Take that with a grain of salt. If you don't mind using a flash, there are some really nice cameras out there. I just wanted something that could shoot without a flash in low light and still take high quality pictures.
Some samples I took myself:
Bright sunlight, outside in direct sun in the afternoon.
Indoors at night with only one light on, no flash.
Dusk, just after the sun had set. No flash.
Obvious.
Also obvious.
Sunset, in my driveway. No flash.
Here's the kicker. That's a car I have the camera sitting on. It was so dark I couldn't see the end of the car, let alone the yard beyond or the hillside. I could just barely see the glow from the streetlamp at the end of the road (that green glow across the field is from the streetlamp over the hedges and such on the right). No moonlight to speakof since it was overcast as you can see, I was shooting away from the moon anyway. I couldn't see anything... the sky was
black as far as I knew. Was surprised to see the picture when I downloaded it.
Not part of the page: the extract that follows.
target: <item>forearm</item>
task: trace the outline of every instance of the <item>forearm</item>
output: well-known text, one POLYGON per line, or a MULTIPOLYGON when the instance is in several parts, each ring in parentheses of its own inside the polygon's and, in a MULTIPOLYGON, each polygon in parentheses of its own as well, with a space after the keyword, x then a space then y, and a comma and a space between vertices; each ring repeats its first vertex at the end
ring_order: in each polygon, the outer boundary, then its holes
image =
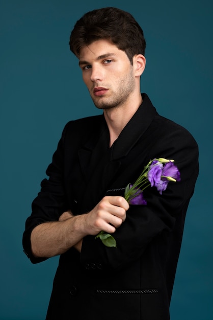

Bear in mind that these have all been shrunk down for upload... the images are normally 2800px when I start with them. Other than that, I really haven't touched them up in Photoshop much or at all.
I would check out the site at DCResource. The guy that does the reivews is a professional photographer... and he shoots the same subjects for every camera so you can get a really easy comparison of how each camera handles all sorts of situations. He's very indepth too. Doesn't do every camera, but lots of them are reviewed. I was looking at lots of cameras and that site helped me decide on what I needed.
You could also go to your local camera shop and ask to play with the cameras. I did that too. Just to see what they felt like to use, how easily you could control them, etc. There are lots of good cameras out there right now... there are just a few that stand out from the crowd. I was looking at the Fuji F30, the Panasonic TZ1, and the Canon A620 all for different reasons. The low light and high image quality of the Fuji won me over.
I know.. I sound like a broken record.